The three-member pediatric hospitalist group at Kentucky Children’s Hospital also doesn’t use RVUs, either for compensation or as a productivity proxy. Jeff Bennett, MD, its lead hospitalist, says pediatric outcomes data aren’t robust enough to establish proper RVU benchmarks. He adds that adult RVUs are “denser” than pediatric RVUs because of lower acuity and fewer procedures with children’s illnesses. Additionally, productivity measures don’t affect pediatrics significantly because children’s hospitals “are at the bottom of the funnel,” he says. “We have to take every kid who comes our way. Pediatric hospitals tend not to be competitive. There are four hospitals in town competing for adult patients, while we’re the only tertiary care hospital for 300 miles.”
Compounding the problem is that determining pediatric hospitalist compensation is problematic. With only 2,200 pediatric hospitalists versus 20,000 who work with adults, compensation packages tend to idiosyncratic. “Compensation is important, but RVUs won’t figure into pediatrics for a while,” says Dr. Bennett. “People chose hospital medicine from residency because they’re itching for inpatient work, with its complexity and sharp edges. The shine dims quickly, though, because they are protected during residency and then have full responsibility as hospitalists.”
David Dale, MD, director of the University of Washington’s internal medicine residency program, and American College of Physicians’ president, says hospitalist careers loom large for his annual crop of 35 to 40 residents—but RVUs don’t. “For them it’s an easy transition, a guaranteed salary versus establishing a small business,” he says. “The office practice is where the RVUs really impact generalists. We have a hard job preparing residents for those reimbursement issues.”
Dr. Dale says between two-thirds and three-quarters of his residents become hospitalists, although that’s often not their final career destination. “Some don’t treat hospitalist medicine as a long-term career because the work is hard and the hours are stressful. Many are waiting for a fellowship track to specialization.”
The General Surgeon
A 2007 article by Josef Fischer, MD, in the Journal of the American Medical Association raises questions about the dwindling general surgeon cadre.1 Dr. Fischer posits that RVUs can’t boost surgeons’ incomes because surgeons can’t increase utilization when reimbursement decreases.
For example, since patients have only one gallbladder and indications for removal are constant, there’s no way to increase surgical RVUs. He says this unattractive RVU scheme dissuades residents from general surgery careers.
Dr. Fischer’s concerns don’t faze David Joyce, CEO of Morrisville, N.C.-based Delphi Healthcare Partners, which has three surgicalist programs nationally. Each employs two general surgeons working two weeks on, two weeks off, covering indigent and unassigned patients.
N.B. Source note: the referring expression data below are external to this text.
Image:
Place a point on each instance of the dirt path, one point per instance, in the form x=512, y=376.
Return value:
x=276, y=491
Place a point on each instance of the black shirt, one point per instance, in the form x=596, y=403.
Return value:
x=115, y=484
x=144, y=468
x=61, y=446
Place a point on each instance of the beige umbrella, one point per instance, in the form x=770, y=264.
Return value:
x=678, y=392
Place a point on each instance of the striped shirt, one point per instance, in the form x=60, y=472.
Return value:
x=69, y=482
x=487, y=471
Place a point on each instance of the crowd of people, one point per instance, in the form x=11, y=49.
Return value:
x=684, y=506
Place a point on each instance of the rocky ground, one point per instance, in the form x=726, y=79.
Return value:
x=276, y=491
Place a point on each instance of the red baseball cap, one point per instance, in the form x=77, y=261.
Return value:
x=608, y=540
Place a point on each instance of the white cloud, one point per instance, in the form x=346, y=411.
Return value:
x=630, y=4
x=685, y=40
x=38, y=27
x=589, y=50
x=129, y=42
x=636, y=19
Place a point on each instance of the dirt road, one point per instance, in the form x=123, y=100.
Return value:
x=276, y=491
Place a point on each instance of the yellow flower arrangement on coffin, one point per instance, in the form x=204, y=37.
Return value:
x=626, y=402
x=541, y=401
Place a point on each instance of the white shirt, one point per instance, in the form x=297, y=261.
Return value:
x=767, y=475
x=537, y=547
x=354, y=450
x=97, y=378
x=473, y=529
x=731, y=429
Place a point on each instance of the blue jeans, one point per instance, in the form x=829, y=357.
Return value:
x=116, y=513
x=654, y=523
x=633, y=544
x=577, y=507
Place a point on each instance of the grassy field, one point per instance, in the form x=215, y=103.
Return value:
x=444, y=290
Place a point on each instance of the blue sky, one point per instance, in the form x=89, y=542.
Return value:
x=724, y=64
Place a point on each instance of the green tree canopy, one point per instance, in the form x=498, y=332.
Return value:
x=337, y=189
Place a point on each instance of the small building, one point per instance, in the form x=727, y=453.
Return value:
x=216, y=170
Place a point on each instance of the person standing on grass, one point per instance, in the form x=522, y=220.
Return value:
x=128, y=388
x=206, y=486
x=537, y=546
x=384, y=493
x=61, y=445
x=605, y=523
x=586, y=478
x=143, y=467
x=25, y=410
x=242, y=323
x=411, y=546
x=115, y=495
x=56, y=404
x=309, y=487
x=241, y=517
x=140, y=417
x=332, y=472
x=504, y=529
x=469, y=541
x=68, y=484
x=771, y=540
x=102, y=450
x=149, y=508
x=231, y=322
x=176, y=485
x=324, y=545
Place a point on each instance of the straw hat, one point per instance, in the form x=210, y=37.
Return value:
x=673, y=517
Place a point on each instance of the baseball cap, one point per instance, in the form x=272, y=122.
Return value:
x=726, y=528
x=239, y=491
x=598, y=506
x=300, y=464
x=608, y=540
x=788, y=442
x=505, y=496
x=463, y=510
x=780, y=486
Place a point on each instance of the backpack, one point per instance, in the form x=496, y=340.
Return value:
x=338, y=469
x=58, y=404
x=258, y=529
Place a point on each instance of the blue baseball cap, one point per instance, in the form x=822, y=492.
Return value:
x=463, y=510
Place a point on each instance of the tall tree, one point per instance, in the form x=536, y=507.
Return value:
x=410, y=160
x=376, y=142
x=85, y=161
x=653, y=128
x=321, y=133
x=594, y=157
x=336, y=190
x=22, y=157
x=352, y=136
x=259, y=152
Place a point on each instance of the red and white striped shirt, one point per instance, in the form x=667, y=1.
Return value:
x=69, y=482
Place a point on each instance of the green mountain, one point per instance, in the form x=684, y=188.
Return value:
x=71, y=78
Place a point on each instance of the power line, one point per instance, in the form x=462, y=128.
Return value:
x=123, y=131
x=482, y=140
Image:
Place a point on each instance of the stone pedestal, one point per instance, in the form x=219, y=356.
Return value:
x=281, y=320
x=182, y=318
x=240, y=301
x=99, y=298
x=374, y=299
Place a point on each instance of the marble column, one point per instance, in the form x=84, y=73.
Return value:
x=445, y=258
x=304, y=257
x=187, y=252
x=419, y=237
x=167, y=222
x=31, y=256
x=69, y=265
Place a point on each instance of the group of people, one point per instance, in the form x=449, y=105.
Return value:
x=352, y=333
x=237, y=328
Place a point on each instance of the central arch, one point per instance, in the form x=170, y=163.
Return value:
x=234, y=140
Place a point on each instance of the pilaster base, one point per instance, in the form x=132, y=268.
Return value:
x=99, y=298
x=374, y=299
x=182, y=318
On average, each sees eight patients daily, two requiring surgery. The surgicalists all are either age 50 to 55 or under 35 and reject the hassles of office-based practices at both ends of the career ladder. They earn fixed salaries; Delphi uses RVUs for reimbursement but not for productivity bonuses.
“RVUs aren’t very important in our surgicalist equation, which is a winning situation for everyone involved,” Joyce says. “Private-practice surgeons are thrilled because they don’t cover call and can build their practices. The hospitals do well and don’t mind kicking in several hundred thousand dollars to cover surgicalist compensation.
“In our Charleston, W. Va., program the hospital derived $1.6 million above our program’s cost because the private docs did more surgeries, our surgicalists do what they were trained to do and are well compensated. It’s great,” he says.
Delphi surgicalist Richard Fogle, MD, works at Thomas Memorial Hospital in South Charleston, W. Va., and doesn’t think about RVUs. “The problem with surgeons is lifestyle,” he asserts. “If you have 10 surgeons, you cover call once every 10 days. With three surgeons it’s once every three days.”